Removal of Board of Directors. Except as may otherwise be provided pursuant to Article IV of the Certificate of Incorporation with respect to any rights of Preferred Stock, a director may be removed without cause by the affirmative vote of the stockholders holding at least 80% of the capital stock entitled to vote for the election of directors.

 

·

Forum Selection Clause.
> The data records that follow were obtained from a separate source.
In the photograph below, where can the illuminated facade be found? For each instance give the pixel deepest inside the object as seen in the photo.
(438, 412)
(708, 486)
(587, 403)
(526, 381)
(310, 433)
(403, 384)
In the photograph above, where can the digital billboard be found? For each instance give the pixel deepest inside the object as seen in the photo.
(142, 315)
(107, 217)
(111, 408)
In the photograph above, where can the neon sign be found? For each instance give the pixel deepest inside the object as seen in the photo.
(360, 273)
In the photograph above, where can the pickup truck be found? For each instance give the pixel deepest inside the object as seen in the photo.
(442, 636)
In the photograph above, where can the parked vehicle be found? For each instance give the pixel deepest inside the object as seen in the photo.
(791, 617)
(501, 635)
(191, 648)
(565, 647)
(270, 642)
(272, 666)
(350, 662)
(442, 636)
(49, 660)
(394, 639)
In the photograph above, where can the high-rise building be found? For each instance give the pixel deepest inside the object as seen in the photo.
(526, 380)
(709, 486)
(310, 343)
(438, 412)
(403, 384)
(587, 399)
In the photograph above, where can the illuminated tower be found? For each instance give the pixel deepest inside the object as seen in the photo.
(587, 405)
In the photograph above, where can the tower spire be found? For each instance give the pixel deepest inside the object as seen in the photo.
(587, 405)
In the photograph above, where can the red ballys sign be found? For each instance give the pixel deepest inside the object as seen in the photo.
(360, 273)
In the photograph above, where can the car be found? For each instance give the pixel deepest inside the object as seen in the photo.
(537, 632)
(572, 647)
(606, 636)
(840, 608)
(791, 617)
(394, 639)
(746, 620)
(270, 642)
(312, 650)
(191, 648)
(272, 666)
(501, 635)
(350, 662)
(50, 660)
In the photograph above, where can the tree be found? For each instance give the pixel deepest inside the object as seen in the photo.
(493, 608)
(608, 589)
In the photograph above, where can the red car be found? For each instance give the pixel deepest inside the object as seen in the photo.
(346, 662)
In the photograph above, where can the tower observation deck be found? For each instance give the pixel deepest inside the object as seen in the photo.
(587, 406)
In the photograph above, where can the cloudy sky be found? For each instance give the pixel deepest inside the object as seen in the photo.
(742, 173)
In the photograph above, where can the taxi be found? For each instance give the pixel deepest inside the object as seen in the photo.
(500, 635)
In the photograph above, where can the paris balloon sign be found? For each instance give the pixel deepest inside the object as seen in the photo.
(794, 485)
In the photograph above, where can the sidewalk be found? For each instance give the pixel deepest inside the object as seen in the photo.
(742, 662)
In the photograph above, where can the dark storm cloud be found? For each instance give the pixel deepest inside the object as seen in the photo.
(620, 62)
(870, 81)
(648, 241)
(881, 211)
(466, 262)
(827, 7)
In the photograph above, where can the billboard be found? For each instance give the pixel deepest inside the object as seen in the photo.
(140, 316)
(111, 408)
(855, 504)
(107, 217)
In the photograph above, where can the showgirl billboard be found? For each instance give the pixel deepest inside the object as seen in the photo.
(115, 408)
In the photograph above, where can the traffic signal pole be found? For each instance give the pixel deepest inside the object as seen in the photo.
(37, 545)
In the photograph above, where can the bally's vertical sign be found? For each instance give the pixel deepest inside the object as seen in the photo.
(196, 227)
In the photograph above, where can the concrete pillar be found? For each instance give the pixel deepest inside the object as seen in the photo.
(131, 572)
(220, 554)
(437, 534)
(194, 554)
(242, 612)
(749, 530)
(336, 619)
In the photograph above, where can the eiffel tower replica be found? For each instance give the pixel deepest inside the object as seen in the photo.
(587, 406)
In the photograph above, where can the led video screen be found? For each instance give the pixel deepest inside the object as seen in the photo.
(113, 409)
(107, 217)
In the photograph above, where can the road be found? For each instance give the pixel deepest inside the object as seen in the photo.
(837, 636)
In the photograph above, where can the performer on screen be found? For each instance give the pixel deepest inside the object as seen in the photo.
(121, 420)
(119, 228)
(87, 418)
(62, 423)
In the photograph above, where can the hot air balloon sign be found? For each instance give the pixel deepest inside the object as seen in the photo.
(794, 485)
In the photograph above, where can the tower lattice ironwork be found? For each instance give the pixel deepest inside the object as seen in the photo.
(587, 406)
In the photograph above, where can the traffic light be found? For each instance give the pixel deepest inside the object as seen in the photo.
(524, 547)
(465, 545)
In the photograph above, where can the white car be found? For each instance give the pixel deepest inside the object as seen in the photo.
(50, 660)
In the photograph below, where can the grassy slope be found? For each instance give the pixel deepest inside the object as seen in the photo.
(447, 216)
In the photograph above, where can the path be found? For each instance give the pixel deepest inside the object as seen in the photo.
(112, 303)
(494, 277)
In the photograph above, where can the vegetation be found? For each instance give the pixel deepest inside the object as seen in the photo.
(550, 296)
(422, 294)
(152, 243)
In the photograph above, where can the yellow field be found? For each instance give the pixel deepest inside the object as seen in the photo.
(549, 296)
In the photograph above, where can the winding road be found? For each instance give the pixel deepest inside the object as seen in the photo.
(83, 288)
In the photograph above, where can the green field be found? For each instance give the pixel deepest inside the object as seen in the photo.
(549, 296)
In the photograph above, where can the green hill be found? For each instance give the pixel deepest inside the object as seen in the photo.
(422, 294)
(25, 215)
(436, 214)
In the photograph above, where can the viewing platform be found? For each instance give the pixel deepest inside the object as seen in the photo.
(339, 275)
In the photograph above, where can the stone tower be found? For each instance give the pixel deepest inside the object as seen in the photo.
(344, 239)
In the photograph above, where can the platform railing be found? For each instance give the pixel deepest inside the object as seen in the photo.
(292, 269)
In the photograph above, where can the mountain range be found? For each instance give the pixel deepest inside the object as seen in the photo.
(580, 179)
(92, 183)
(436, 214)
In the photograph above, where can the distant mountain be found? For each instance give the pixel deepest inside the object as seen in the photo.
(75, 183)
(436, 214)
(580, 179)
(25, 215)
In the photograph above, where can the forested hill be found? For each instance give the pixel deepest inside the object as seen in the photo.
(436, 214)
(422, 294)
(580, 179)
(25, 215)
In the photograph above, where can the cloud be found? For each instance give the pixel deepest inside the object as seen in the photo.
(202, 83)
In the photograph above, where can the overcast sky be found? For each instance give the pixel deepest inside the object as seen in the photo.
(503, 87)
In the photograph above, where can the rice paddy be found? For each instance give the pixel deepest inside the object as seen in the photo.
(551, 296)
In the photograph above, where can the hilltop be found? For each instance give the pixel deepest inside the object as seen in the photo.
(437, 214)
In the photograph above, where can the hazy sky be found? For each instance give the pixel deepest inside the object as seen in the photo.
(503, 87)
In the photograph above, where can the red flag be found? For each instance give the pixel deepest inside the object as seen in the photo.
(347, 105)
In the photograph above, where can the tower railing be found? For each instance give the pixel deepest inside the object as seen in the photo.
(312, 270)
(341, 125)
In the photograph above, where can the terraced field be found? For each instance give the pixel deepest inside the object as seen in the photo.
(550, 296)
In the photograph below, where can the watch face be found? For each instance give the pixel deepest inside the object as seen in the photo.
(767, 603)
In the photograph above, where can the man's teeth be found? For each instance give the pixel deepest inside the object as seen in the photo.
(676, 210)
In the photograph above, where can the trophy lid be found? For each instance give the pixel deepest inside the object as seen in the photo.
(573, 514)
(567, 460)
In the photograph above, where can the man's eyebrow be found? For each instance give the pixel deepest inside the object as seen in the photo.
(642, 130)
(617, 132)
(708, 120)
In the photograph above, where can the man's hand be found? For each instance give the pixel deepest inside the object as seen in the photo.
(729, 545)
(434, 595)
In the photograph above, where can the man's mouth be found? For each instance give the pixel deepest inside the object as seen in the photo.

Our Bylaws provide that unless the Company consents in writing to the selection of an alternative forum, the Court of Chancery (the “Chancery Court”) of the State of

Delaware (or, in the event that the Chancery Court does not have jurisdiction, the federal district court for the District of Delaware or other state courts of the State of Delaware) shall, to the fullest extent permitted by law, be the sole and exclusive forum for (a) any derivative action or proceeding brought on behalf of the Company, (b) any action asserting a claim of breach of fiduciary duty owed by any director, officer or other employee of the Company to the Company or to the Company’s stockholders, (c) any action arising pursuant to any provision of the General Corporation Law of the State of Delaware, our Certificate of Incorporation or our Bylaws (as either may be amended from time to time), or (d) any action asserting a claim against the Company governed by the internal affairs doctrine under the laws of the State of Delaware.

 

·

Preferred Stock: In the event of a proposed merger or tender offer, proxy contest or other attempt to gain control of us and not approved by our board of directors, it would be possible for the board to authorize the issuance of one or more series of Preferred Stock with voting rights or other rights and preferences which would impede the success of the proposed merger, tender offer, proxy contest or other attempt to gain control of us. This authority may be limited by applicable law, our Certificate of Incorporation, as it may be amended or restated from time to time, and the applicable rules of any stock exchanges upon which the Common Stock is listed at such time. The consent of our stockholders would not be required for any such issuance of Preferred Stock.